関西は関東よりも魚や牛肉の扱いに長けている印象です。

No title

>けんさん

なんといいますか、鯛のアラってだけのことなら
沼津は鯛の養殖がさかんなところらしいので、
養殖マダイのアラならちらほら見かけます。
っても、僕はせめて鯛のアラは天然しか買わない!と
誓いを立てているので、素通りっすね。

それにああいうのは、活締天然マダイ需要の大きい京都・
大阪ならではのもんなのではと思ってます。
っていうのは、ほら、上身だけ仕入れる料理屋・寿司屋も
結構あるんじゃないかしらんと。だから魚屋の手元には
アラが残るので、僕たちはそれにありつけるのだろうと。

で、ここは関西じゃなんですよー。
2kg位の活け締め天然マダイがフツーに売ってて、
素人でもフツーに欲しければフツーに買えちゃうという
環境にはないんですなー。
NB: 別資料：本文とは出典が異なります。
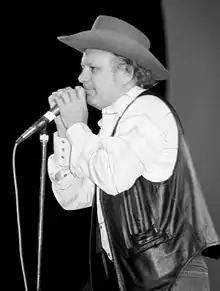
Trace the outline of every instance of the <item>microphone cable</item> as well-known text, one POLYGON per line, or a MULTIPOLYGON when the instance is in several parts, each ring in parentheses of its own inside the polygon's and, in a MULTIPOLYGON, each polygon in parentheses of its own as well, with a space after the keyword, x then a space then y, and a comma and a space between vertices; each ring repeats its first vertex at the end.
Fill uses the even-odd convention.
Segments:
POLYGON ((18 187, 16 179, 16 170, 15 170, 15 154, 18 143, 15 143, 12 155, 12 169, 13 169, 13 178, 14 178, 14 188, 15 188, 15 202, 16 202, 16 218, 17 218, 17 227, 18 227, 18 244, 19 244, 19 257, 21 263, 22 276, 25 286, 25 291, 28 291, 27 278, 24 267, 23 259, 23 248, 22 248, 22 237, 21 237, 21 222, 20 222, 20 212, 19 212, 19 199, 18 199, 18 187))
あーーーぶりっと活かった
鯛のお造りが食いたいですー。

けんさんは誤解なさらないでしょうが、活け造りじゃない
んですよねー、ここで言ってるのは。

でも、反面、ここではいいこともありまして~

それはマナガツオなんか、もし店頭にあればの話ですが、
結構安く買えちゃいます。おっきいのが。
マナガツオって、関西では人気のある魚種だと思うのですが、
こっちじゃあんまり需要がないのかもですね。だから安い。

「コールビーフ」は、ほんと、かなりいけてます。
一番安い100g1050円のが赤身で美味いです。